76 APRIL 12 & 13, 1877 GRASS VALLEY UNION
The Evening Post of the same date has this:
The lot on the southwest corner of Battery and California, 137 by 137, was yesterday sold
by Robert F. Morrow to Mary A. Church for $325,000. There was also mortgaged by him to
D. O. Mills property principally on California, Sansome and Sutter streets, for $450,000.
WATER NOTICE.—We are requested by J. J. Dorsey, Superintendent of the Grass Valley Water
Works, to notify all who take water from the town pipes, that this afternoon from one o’lock until
four o’clock the water will be turned off from the pipes. This will be done for the purpose of tapping
the pipe in one of the upper sections.
FRUIT AND MEAT SHIPPING.—This is from the New York Tribune:
A load of fruit brought all the way from California to the Centennial Exhibition in a
refrigerator car created much astonishment there. The company which made this and other
shipments last year has now been enlarged and intends going into the business on a large scale.
It is called the California Fruit and Meats Shipping Company and has a capital of $500,000. The
California fruit made a good impression in the Eastern market last year, and it is gratifying to
learn that generous shipments of it are to be made the present season.

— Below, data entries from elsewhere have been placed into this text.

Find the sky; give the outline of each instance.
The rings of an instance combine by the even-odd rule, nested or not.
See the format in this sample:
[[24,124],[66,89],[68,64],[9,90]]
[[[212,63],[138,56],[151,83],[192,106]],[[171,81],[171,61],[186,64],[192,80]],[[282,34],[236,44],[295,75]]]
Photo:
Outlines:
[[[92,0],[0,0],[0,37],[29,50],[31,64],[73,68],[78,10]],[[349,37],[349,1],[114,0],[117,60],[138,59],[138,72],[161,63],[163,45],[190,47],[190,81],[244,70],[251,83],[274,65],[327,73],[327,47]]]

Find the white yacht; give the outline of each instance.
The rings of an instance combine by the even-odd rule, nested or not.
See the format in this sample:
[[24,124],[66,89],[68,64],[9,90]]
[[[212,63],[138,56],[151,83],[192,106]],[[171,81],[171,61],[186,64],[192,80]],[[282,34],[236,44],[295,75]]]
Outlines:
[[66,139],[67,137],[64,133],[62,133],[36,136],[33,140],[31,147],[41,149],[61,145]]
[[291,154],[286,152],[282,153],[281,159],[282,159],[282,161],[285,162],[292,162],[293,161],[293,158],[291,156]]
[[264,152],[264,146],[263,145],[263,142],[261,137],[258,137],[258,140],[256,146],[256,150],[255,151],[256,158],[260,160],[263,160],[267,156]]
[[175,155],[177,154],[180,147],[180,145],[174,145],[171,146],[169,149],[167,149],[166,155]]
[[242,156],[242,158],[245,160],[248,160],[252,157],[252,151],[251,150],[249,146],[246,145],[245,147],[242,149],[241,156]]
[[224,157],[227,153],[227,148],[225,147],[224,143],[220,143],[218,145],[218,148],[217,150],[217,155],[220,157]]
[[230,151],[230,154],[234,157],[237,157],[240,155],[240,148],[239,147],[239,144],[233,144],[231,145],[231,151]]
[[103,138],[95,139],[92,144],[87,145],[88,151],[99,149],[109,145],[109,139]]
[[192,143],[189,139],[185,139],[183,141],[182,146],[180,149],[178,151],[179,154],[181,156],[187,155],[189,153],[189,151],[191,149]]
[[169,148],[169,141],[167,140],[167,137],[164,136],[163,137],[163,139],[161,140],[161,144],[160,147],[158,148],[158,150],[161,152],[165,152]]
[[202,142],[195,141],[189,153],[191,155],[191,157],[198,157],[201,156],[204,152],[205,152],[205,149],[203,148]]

Green peas has been gathered every day this year in Dr. Archer’s garden at Santa Rita,
Los Angeles county.—Nevada Transcript.
What of that? We have had macaroni and cheese every Sunday for the last two years, Winter
and Summer, and we are getting tired of that dish as well as of those greenpeas items.
FRIDAY, APRIL 13, 1877
THE HOODOO.
This instrument is again receiving the attention of Nevada county gold hunters. It is a simple
instrument, to all appearances, and finds gold, copper or silver. The hoodoo is made by tying two
parallel whalebones together at one end of the two. On that tied end a ball of mysteriousness,
covered with chamois skin, is placed. The untiled ends are then taken in each hand and the hoodoo
thus becomes spread apart, and like unto a forked stick. When spread apart the hoodoo somewhat
resembles this figure: oO
/\
The way to operate it is to hold one prong in each hand, palms up, and the little fingers on the
inside. The ball of leather and mystery must point toward the zenith. Thus fixed with the hoodoo
the gold hunter walks around, and awaits the action of the hoodoo. When the operator comes over a
place where the metal lies hid the ball turns down and no power can prevent its turning. It is a dead
sure indicator, as is claimed, of the place where the metal is hidden.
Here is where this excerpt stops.